Pew reports that Hispanic support for Obamacare has lurched downwards from 60-plus percent in September 2013 to 47 percent.

That matters a lot, because it possibly means there’s less chance that the GOP’s campaign against Obamacare will prompt the large Hispanic turnout that President Barack Obama needs in November to keep Sen. Harry Reid in charge of the Senate.

So far, Democrats have expected Latinos’ support for Obamacare will help them vote Democratic in November.

But the poll showing tepid support for Obamacare might force Obama to spend more time and money pushing Obamacare up the priority list.

Overall, Obama’s support among Hispanics fell from 75 percent in December 2012, to 52 percent in November, according to Gallup.

Between 2009 and 2012, Obama’s support fell among Hispanics, but he easily revived it by granting a quasi-amnesty to at least 500,000 younger illegal immigrants in June 2012. The GOP’s open criticism of the President’s move also buttressed his support among Latinos, who gave him 71 percent of the their vote in November.

But top Democrats are split on whether Obama can use even the most emotional aspects of the immigration dispute to spur Latino turnout this year.

“Of course it is going to effect turnout,” AFL-CIO president Richard Trumka told The Daily Caller March 14.

“Everybody knows that the Republicans are stopping… 11 million [illegal immigrant] citizens — that are citizens in every way except papers — from getting citizenship,” he said during a brief interview outside the White House.
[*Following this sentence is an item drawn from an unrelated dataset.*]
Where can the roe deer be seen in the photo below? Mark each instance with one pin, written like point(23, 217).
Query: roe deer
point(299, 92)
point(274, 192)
“It is not clear” if the immigration issue will increase the Latino vote in November, Janet Murguia, president of the largest Latino lobby group, the National Council of La Raza, told TheDC. “I don’t know, but what I have said is that it will certainly have an impact on the 2016 election.”

Democrats have long regarded their creation of Obamacare as a key driver for the Hispanic turnout.

The GOP’s biggest problem with Hispanics is Obamacare, not immigration, David Plouffe told the New York Times in in February 2013, shortly after the 2012 election. “It’s their economic policies and health care. The group that supported the president’s health care bill the most? Latinos,” said Plouffe, who was Obama’s campaign manager in the 2008 election and a top adviser for the 2012 election.

The new Pew poll shows that Hispanics are now split evenly on Obamacare, with 47 percent approval and 47 percent disapproval.

“Over most of the past four years, Hispanics have offered more support than opposition for the health care law… support for the ACA among Hispanics fell sharply in October of 2013 (to 47%) and has yet to recover,” said the March 20 Pew report, “ACA at Age 4: More Disapproval than Approval.”

That score puts Hispanics closer to whites, at 33 percent approval, than to blacks who remain solidly behind Obamacare at 77 percent approval.

Hispanics’ support for Obamacare crashed after Obama admitted he had lied when he claimed voters could keep their own health-care plan if they wished to keep it. Since then, Obama has also admitted that people won’t be able to keep their own doctors, as he had promised while pushing the bill through Congress.

Support might have also dropped because the Spanish-language website has been crippled for months, hindering access by the roughly one-quarter of Hispanic households that only speak Spanish at home.

Also, Obamacare’s monthly premiums are high, especially for younger people who can’t get a subsidy.